“We’re telling IT executives to not support it because Apple has no intentions of supporting (iPhone use in) the enterprise,” Gartner analyst Ken Dulaney says. “This is basically a cellular iPod with some other capabilities and it’s important that it be recognized as such.”
During a media conference at its San Francisco headquarters today, Apple unwrapped a host of new features that are designed to make the iPhone more attractive to corporate users.
Six months is a long time in the tech world…
We’ve warned that eventually the iPhone would be appearing on corporate networks and that the new (at that time) devices would introduce vulnerabilities into the corporate network and take additional resources. What we weren’t counting on was Apple making overtures to enterprise networking – we had assumed that, much like the original iPhone was hacked to run on multiple carriers, that those who wanted to use the iPhone for enterprise applications would have to provide their own, messy, stop-gap solutions.
Back in January of 2007, when the iPhone was first announced, we wrote:
“That’s another question – will this device have VPN support so that traveling employees can get the information they need while on the road?

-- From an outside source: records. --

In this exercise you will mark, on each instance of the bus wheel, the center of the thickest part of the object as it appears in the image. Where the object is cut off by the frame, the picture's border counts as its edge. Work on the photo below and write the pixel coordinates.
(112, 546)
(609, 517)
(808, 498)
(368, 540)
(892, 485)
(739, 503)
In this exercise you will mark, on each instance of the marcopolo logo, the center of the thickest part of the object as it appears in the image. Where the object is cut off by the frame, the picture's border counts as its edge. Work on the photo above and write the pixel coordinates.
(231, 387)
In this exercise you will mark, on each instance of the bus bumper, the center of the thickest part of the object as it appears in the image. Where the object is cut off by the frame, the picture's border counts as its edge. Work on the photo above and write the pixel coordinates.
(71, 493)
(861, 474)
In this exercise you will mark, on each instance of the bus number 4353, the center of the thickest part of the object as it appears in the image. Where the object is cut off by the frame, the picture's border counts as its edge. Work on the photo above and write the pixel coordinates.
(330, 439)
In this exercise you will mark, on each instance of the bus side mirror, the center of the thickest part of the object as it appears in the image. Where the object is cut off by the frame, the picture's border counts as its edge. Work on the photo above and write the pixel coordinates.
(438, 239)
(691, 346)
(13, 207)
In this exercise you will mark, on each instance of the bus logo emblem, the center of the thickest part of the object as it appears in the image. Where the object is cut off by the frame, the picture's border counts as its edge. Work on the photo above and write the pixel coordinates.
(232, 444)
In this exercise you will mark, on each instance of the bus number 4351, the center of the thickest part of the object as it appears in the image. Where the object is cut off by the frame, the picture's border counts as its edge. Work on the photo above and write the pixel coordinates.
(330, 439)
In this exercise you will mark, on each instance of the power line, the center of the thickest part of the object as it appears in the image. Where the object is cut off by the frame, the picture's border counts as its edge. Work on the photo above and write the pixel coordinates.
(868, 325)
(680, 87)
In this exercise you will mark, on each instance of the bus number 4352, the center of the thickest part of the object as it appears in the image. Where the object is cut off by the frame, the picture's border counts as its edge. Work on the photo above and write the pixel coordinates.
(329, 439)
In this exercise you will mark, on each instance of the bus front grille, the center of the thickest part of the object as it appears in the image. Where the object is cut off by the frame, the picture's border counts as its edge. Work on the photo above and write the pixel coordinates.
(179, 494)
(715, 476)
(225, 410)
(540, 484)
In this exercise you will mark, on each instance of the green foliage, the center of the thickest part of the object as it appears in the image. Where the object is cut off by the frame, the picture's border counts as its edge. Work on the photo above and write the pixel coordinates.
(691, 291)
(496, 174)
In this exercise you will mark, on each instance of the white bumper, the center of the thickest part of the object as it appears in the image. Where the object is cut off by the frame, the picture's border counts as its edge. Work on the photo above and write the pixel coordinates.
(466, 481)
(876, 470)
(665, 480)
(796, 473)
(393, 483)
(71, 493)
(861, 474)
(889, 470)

And if they do – how do you secure the data? The iPhone, like all small devices, is easy to lose, and easy to steal. That makes it vulnerable to illicit access. Does the iPhone have cryptographic abilities to make sure data stays safe?”
Well, apparently, Apple didn’t take that as a rhetorical question because the fruit-based tech company is going to support Cisco IPsec VPN in the next iPhone update – the same one that will bring secure Exchange support as well as the possibility of an “iTunes Store for iPhone apps” – current Apple plans are to allow third party development but that Apple would have the final say on whether or not the applications could run on the iPhone. (Of course, clever hackers have already found a way around that.)
At any rate, the iPhone now seems to be competing directly with the Blackberry, which is good in the sense that competition in technical markets lead to innovation, and companies will have to expect new types of devices using different types of traffic, which – well, isn’t bad, but which can be frustrating, absent a network device monitor.
Personally, I’m a bit confused by Apple’s insistence to cripple the iPhone into only running “acceptable” applications on the iPhone, as A) it’s clear that people are going to use it the way they like anyway, and B) if Apple took the same attitudes with their Macintosh/OSX general purpose computers, some of the best Mac apps (Quicksilver, Colloquy, Transmission, Burn,) simply wouldn’t exist. Perhaps this increases the security of the device but at the obvious cost of utility.
It’s just rhetorical, and I’d love to get some comments on this, but is the tradeoff between security and utility a false one? I’m not sure – havening not worked much in the security side of technology – but it seems to me that if the iPhone can be hacked to make it more useful, it can also be hacked to make it malicious, and so the choice is not between security and utility, but rather between a lack of security with utility, or a lack of security without utility. Hmm… maybe I should ponder this more.